Turgay K verfügt über beides. 1998 nimmt er sein erstes Tape auf, in den Jahren 2001 bis 2005 folgen unter dem Titel "Melankolik Agressor" eine ganze Reihe als Untergrund-Veröffentlichungen unters Volk gebrachter EPs.
Obwohl er nicht wie Kollegen wie Fuat, Ceza oder Sagopa in den türkischen Presse oder im Fernsehen präsent ist, erfreuen sich seine Tracks auch in der Türkei großer Beliebtheit. Es entwickelt sich ein regelrechter Hype um den Rapper, der aus seiner Kritik an der angeblich korrupten türkischen Musik-Presse keinerlei Hehl macht. Zwischen ihm und Kollegen Sagopa entbrennt deswegen ein mehrere Jahre währender Disput, den Turgay K später in einem Track auf dem Album "Rapstradamus" thematisiert. Das erscheint im Sommer 2008 auf seinem Label Melankolik Agressor Records.
Zuvor fand Turgay K kurzzeitig bei Efeler Entertainment, dem Label Inceefes, ein Zuhause. Das Mitglied der Mitte der 90er Jahre höchst erfolgreichen türkischen Rap-Combo Cartel wurde über einen Magazinbeitrag auf Turgay K aufmerksam: Bei Raportaj fand man einen Track Turgays, den dieser auf seiner Internetseite veröffentlicht hatte, interessant genug, um ihn weiter zu verbreiten.
Inceefe nahm daraufhin Kontakt mit dem Kollegen auf und denselben unter Vertrag. Die Zusammenarbeit trug allerdings keine Früchte. Die Wege trennten sich wenig später in Freundschaft, Turgay K nimmt sein Schicksal in die eigenen Hände. "Ich will türkischsprachigen Rap international bekannt machen", lautet die Mission. "Ich benutze diese Sprache auf der höchsten flow-technischen Ebene, um es den Leuten schmackhaft zu machen und ohne dabei Sinn und Bedeutungen aus dem Auge zu verlieren."

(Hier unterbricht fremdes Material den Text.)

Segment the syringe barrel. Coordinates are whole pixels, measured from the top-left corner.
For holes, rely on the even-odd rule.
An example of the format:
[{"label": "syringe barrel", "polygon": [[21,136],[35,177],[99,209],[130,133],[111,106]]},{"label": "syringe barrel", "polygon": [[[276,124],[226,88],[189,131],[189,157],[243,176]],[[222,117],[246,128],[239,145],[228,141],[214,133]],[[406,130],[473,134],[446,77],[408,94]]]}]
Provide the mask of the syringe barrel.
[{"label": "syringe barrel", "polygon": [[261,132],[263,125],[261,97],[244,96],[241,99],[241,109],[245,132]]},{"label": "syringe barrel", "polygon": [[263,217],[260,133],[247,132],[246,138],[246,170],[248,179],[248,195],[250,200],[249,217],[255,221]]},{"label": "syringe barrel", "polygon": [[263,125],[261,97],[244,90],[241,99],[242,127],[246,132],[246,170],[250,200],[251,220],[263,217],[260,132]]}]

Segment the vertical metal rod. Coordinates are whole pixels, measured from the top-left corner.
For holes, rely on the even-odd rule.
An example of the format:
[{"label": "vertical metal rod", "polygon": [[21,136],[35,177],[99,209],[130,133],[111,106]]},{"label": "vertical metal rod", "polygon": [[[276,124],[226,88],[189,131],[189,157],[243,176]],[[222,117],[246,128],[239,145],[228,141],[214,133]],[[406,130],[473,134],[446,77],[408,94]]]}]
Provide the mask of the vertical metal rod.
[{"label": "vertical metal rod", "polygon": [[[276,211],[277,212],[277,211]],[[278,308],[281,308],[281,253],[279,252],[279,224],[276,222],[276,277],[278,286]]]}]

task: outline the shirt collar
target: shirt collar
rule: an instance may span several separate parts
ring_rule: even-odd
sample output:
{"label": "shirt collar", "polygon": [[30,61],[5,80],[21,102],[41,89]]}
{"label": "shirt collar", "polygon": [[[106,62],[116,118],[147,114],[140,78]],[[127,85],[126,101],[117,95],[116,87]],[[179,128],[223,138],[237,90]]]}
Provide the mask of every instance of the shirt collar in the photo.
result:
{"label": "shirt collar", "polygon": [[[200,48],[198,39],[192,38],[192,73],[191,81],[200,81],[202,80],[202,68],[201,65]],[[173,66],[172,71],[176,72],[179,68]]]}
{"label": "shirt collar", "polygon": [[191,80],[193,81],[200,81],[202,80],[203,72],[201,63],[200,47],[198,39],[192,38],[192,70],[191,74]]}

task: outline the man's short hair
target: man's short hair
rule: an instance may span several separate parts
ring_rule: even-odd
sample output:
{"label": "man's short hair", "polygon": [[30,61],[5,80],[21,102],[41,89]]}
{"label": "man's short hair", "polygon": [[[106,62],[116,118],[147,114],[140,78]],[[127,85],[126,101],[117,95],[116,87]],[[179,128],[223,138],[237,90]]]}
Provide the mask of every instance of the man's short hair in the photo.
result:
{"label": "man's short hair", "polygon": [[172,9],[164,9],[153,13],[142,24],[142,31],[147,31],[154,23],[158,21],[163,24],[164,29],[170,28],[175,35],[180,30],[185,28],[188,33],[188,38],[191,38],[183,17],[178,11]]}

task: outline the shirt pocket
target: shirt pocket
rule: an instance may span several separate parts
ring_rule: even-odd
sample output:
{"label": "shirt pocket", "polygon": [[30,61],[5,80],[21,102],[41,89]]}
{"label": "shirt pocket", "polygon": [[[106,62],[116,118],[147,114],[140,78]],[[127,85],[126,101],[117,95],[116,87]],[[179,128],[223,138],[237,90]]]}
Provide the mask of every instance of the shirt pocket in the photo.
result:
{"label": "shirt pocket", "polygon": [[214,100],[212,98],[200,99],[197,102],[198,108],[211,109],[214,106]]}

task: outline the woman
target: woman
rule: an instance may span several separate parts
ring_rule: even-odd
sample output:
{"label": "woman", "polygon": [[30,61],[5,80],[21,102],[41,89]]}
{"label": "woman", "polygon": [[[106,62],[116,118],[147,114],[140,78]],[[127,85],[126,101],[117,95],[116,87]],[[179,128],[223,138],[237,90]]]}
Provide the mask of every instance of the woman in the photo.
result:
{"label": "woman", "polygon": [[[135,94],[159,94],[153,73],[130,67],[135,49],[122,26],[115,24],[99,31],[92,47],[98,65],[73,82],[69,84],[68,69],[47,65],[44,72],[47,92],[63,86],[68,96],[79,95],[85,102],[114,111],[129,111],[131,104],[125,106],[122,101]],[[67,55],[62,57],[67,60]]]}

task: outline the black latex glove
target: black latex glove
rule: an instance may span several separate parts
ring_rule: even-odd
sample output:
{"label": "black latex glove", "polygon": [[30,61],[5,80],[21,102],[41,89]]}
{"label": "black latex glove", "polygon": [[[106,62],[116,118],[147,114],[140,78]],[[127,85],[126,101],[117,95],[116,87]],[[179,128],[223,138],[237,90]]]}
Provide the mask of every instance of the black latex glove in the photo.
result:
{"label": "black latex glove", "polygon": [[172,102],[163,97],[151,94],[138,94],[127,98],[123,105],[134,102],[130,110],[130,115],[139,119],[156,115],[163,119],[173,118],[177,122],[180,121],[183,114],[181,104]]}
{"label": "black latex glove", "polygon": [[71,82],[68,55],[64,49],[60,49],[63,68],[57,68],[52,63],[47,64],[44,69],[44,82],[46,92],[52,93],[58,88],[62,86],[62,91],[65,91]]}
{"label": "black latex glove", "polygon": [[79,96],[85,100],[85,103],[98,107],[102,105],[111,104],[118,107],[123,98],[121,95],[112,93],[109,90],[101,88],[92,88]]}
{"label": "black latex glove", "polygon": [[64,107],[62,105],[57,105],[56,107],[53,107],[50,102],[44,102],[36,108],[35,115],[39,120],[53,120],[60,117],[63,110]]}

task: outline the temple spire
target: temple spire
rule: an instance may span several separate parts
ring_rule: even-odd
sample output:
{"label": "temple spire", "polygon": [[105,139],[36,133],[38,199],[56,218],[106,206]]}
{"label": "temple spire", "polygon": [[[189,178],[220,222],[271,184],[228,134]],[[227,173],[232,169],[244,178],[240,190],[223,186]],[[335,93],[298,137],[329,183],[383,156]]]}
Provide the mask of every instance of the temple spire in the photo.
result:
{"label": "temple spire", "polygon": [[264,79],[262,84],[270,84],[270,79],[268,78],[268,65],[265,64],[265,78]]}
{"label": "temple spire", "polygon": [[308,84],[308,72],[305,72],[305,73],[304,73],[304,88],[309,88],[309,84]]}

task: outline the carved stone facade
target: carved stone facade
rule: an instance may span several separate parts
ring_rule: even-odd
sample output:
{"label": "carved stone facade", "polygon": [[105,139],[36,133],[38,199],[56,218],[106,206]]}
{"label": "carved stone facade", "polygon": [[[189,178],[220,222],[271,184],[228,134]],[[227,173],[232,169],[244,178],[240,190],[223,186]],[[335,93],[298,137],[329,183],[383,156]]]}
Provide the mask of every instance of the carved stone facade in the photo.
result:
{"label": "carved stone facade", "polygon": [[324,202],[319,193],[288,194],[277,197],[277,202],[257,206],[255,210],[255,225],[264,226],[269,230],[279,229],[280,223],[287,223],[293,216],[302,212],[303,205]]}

Sein Interesse für Religion und Wissenschaft manifestiert sich im Albumtitel: "Rapstradamus" birgt mit zahlreichen Gastauftritten, unter anderem von Curse, dem Frankfurter Reimroboter Tone, Selfmades Shiml und Prinz Pi, neben pianogeschwängerten, melancholischen Beats und Rap-technischer Versiertheit reichlich lyrischen Tiefgang, der allerdings weitgehend der türkischsprachigen Hörerschaft vorbehalten bleibt.
Turgay Ks Credo gilt jedoch über sämtliche Sprachbarrieren hinweg: "Man kann nur gut sein, wenn man weiß, wovon man spricht. Ein Rapkünstler ohne Wortschatz und Wissen ist wie Tag ohne Nacht.